"I was the slightest in the House" from Childe Emilie
Rosalind Rees, soprano/Leo Smit,piano (BRIDGE 9080)
When Leo Smit began composing songs on poems of Emily Dickinson in 1989, perhaps not even he had an idea of how large an undertaking he had embarked upon. While he had written a substantial amount of vocal music throughout his life, including a full-evening opera and recently had completed a twenty minute song cycle, “The Dwarf Heart” (1987), on poems of Anne Sexton, there was nothing in his output to suggest the extraordinary outpouring of music that eventually became “The Ecstatic Pilgrimage”, seventy-six songs grouped into six cycles. The six cycles and their thematic links are:
Cycle I: Childe Emilie (memories and fantasies of childhood) 14 songs
Cycle II: The Celestial Thrush (music and birds) 12 songs
Cycle III: The Marigold Heart (love,loss, and renunciation) 15 songs
Cycle IV: Beyond Circumfrence (death,faith and immortality) 18 songs
Cycle V: Tinted Mountains (light and landscape) 10 songs
Cycle VI: The White Diadem (poetry and poets) 7 songs
Some sense of Leo’s creative excitement is indicated by the dates of composition at the end of the manuscripts. The first song in the first cycle, “I was the slightest in the House” is dated 3/8/89, then what becomes the sixth song, “I cried at Pity-not at Pain” is dated 3/12/89. Within less than two months all the songs had been composed except the last, which was completed 7/15/89. Many of the songs were composed in one sitting, the union of words and music immediately felt and accomplished. Leo’s immersion into the world of Dickinson was total. He had found a soulmate.
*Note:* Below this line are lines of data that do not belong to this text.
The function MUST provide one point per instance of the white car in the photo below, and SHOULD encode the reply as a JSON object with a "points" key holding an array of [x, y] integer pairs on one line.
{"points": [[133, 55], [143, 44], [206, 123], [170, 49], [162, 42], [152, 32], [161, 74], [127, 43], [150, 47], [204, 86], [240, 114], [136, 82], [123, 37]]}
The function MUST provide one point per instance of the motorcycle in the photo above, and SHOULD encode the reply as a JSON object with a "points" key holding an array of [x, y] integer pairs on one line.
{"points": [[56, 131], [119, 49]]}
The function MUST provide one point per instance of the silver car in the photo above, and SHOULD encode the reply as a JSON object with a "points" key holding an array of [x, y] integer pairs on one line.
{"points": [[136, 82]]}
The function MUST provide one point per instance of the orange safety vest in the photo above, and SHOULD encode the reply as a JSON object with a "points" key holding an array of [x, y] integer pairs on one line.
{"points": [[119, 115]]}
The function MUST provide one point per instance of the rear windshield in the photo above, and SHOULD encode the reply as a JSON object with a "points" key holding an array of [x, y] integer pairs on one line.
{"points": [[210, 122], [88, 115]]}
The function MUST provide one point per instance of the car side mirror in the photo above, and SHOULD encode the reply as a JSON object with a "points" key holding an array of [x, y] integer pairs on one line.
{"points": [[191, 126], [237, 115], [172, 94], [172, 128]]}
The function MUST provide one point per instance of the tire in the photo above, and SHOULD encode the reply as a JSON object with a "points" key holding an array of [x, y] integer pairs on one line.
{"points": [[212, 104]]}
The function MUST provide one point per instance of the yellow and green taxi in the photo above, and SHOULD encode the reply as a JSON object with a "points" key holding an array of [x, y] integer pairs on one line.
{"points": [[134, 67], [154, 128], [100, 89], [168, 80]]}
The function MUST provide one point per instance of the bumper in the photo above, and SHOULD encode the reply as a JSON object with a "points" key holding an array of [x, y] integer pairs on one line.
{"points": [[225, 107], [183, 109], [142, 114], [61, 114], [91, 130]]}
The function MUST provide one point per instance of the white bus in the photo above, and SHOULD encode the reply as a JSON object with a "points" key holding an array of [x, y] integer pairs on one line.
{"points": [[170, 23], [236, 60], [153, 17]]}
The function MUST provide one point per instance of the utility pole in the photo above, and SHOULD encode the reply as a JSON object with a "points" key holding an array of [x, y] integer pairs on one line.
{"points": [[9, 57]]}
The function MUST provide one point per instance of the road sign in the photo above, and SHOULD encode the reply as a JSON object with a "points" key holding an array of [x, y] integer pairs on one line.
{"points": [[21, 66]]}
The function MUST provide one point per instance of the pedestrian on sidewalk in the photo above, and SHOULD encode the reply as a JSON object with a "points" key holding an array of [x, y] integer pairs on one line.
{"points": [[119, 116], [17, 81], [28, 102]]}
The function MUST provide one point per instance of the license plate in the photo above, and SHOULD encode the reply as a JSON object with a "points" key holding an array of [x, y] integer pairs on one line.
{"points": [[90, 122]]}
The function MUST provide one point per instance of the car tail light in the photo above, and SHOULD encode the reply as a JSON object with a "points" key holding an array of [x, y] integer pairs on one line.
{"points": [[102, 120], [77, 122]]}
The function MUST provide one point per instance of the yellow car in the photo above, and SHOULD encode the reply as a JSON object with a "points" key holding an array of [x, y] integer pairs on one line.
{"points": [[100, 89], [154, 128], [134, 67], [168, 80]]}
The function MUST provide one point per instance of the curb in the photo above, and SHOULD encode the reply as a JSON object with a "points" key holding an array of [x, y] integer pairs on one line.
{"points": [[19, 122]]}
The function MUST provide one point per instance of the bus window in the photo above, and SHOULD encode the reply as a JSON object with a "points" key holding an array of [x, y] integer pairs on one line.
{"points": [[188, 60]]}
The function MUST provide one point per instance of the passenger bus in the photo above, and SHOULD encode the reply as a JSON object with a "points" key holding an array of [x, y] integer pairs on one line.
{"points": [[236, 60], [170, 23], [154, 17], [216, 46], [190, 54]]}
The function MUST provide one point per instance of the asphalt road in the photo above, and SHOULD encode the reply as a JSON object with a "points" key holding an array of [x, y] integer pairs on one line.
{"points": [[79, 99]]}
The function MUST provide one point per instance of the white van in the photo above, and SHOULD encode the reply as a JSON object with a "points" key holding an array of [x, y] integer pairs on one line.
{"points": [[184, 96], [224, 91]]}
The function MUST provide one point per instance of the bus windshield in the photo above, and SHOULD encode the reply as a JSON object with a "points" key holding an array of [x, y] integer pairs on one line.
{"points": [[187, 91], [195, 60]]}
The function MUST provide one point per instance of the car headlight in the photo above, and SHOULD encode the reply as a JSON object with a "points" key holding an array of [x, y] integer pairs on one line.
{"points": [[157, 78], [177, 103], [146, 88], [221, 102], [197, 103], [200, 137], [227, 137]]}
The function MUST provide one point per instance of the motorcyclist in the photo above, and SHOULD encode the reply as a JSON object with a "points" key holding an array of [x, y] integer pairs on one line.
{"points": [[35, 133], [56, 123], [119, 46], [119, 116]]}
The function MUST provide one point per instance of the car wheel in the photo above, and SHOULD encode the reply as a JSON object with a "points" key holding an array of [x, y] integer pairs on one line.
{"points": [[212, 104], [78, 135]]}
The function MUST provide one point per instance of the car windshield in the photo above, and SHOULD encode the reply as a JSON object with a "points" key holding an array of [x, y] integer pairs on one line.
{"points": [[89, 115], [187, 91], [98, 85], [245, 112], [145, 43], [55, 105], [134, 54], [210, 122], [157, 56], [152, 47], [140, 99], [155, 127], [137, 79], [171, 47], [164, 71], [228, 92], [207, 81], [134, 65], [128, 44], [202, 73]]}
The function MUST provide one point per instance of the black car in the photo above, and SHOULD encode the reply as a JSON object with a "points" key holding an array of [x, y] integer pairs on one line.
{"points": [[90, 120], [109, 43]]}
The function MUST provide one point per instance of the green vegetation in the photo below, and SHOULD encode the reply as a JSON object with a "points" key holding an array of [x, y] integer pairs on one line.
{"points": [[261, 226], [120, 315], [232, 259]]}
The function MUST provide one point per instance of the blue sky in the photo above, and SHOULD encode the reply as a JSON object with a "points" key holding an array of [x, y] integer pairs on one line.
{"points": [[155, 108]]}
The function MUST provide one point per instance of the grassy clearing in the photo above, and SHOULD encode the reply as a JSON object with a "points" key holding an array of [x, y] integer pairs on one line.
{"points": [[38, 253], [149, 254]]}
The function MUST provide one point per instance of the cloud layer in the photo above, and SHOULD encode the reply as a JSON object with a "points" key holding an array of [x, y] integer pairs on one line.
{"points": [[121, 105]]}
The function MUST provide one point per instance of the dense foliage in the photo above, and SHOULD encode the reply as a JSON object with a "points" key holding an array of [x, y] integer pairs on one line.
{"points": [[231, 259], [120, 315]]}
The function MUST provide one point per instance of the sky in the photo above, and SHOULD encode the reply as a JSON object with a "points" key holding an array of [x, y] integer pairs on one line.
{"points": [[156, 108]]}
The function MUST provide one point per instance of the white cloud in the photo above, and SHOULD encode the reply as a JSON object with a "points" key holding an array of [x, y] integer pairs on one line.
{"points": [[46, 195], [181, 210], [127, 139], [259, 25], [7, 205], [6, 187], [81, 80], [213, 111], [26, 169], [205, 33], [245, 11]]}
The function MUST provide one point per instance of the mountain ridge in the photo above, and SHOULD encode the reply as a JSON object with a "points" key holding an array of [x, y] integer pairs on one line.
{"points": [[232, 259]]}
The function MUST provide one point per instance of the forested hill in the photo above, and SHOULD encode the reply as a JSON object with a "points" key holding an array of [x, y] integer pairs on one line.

Five of the six cycles are recorded and available on Bridge Records. Cycles I,II and VI are performed by Rosalind Rees and Leo (Bridge 9080); Cycles II and IV by Georgine Resick and Warren Jones (Bridge 9227). Cycles I and VI are published by Theodore Presser. The other four cycles are available through Theodore Front Music in engraved, composer supervised, editions.
In my notes to the Resick/Jones recording I wrote about the songs:
“In listening to them one is struck by their consistency, They get right to the text. While there are some that set up quite elaborate and pictorial piano figuration at the start (“Wild Nights”, for example), most of them quickly establish a simple piano/vocal relationship and then proceed to investigate an intervallic/registral patterning which takes place in the realm of very abstract composition. It isn’t that the words aren’t illustrated or inflected, but there is something else pushing the music forward, and that is the unleashing of a creativity no longer concerned with historical or even personal self-consciousness. The songs are about the satisfaction of finding the notes in the words.”